Chapter 65 Elena Heart- POV
Xavier—no, Dark—stood there, his mask reflecting the moonlight. He looked amazed, his composure finally fractured by the raw violence of my emotion. He studied my face, his head tilted, searching for the logic behind my breakdown.
"Were you thinking of your lover when you kissed me?" he asked softly. There was no mockery in his voice, only a profound, sharp curiosity.
I looked at him, my vision swimming. I was thinking of the man who had stood on a spire and watched his world burn. I was thinking of the king who had become a speck of dust in my hand. I was thinking of the way his blue eyes had lost their spark.
"Yes," I whispered, the word echoing the hollow ache in my chest. "I was thinking of someone. I wanted nothing but him. I want nothing but him. Just him and alive."
My voice didn't just carry sadness; it carried the resonance of a thousand deaths. I saw his brow furrow behind the mask, a deep, puzzled frown marring his features.
He wasn't used to this. He was expecting a spy, a seductress, or a killer—not a woman whose soul seemed to be hemorrhaging in front of him.
He looked at me as if I were a riddle written in a language he had forgotten. For a fleeting second, the "calculating" look vanished, replaced by a haunting uncertainty. He didn't know that the "love" I was mourning was standing right in front of me, wearing a dark mask and wondering why a stranger was crying for him.
"You speak of him as if he’s already gone," Dark murmured, his eyes searching mine with a terrifying intensity. "Who is he, to earn such a ghost-filled kiss?"
I couldn't answer. If I told him the truth, the universe might shatter again. I just stood there in my red dress, a girl from a future that no longer existed, watching the man I loved try to understand a pain he hadn't yet lived.
I looked at him through a blur of salt and silver light, my breath hitching in a throat that felt constricted by invisible wires. "Yes," I whispered, the word a ragged confession. "He is gone. But—"
"Did I remind you of him?"
He cut me off, his voice dropping an octave. There was a sharp, jagged edge to his tone—a flicker of irritation, perhaps even a dark, subconscious jealousy that he didn't yet understand.
He was a King who was used to being the center of every room, yet here I was, looking through him at a ghost he didn't know he was.
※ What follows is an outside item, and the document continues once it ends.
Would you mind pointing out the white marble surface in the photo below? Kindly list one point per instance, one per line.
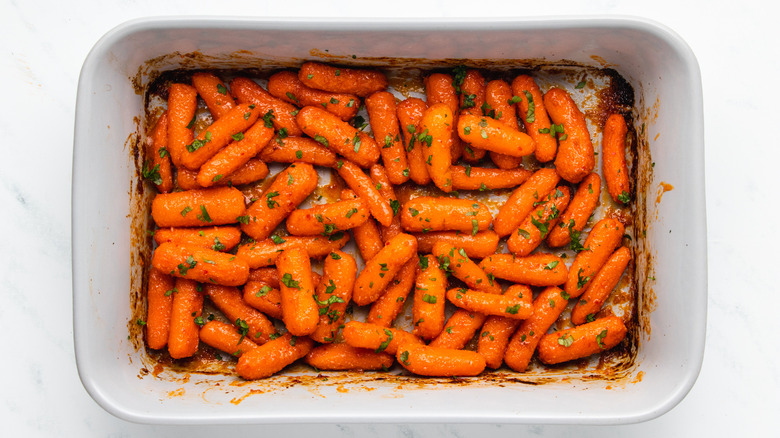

"Yes," I choked out, the honesty of it carving a path through my composure. "I’m sorry... for the kiss. I just couldn't stop myself. The pain was too much. I miss him so badly that even breathing feels like a task I’m failing at. I feel like my heart is about to explode."
I felt the heat of a fresh tear track down my cheek, hot and betraying. I expected him to pull away, to offer a polite, distant excuse and vanish back into the shadows with James. I expected the cold calculation of a man who suspected a trap.
Instead, the world shifted.
Dark stepped into my space, his movements fluid and sudden. Before I could catch my breath, his arms wrapped around me, pulling me firmly against the broad expanse of his chest.
He hugged me—not a polite, noble embrace, but a heavy, grounding anchor of a hug.
I froze for a heartbeat, and then the floodgates shattered.
It was him. The same scent of sandalwood and old parchment, the same solid wall of muscle, the same terrifyingly familiar warmth that I had watched fade into a speck of nothingness.
The contrast was too violent to bear. This man was solid; the man I loved was ash. This heart was beating beneath my ear; the heart I knew had stopped.
I buried my face in the crook of his neck and sobbed. It wasn't the quiet, dainty weeping of a lady; it was the raw, ugly, soul-deep mourning of a survivor.
My shoulders shook with the force of it, a physical manifestation of the thousands I had seen die, of the titans that had walked through the streets, and of the hollow, frozen North where I had nearly lost my mind.
"I have you," he murmured, his voice a low rumble against my temple.
I felt his large hand on the small of my back, his palm flat and genuine, rubbing small circles against the silk of my gown. It was the same touch he had used to comfort me in a dozen moments that hadn't happened yet in this time.
I clung to his coat, my fingers bunching the expensive fabric into knots, as if I could anchor him to this reality through sheer will.
I cried for the kingdom that was currently laughing inside the ballroom. I cried for the children I knew would soon be orphans. I cried for the King who was holding me, completely unaware that he was a dead man walking.
The ache in my chest was so profound I thought I might actually break apart in his arms. Every sob was a name I couldn't say; every gasp for air was a memory of the purple rift.
In that moment, under the indifferent gaze of the moon, I wasn't an assassin, and he wasn't a shadow.
I was just a woman who had traveled through the end of the world to find the only person who made the world worth saving, and he was the only man in existence who could hold the pieces of my shattered heart together, even if he didn't know why they were broken.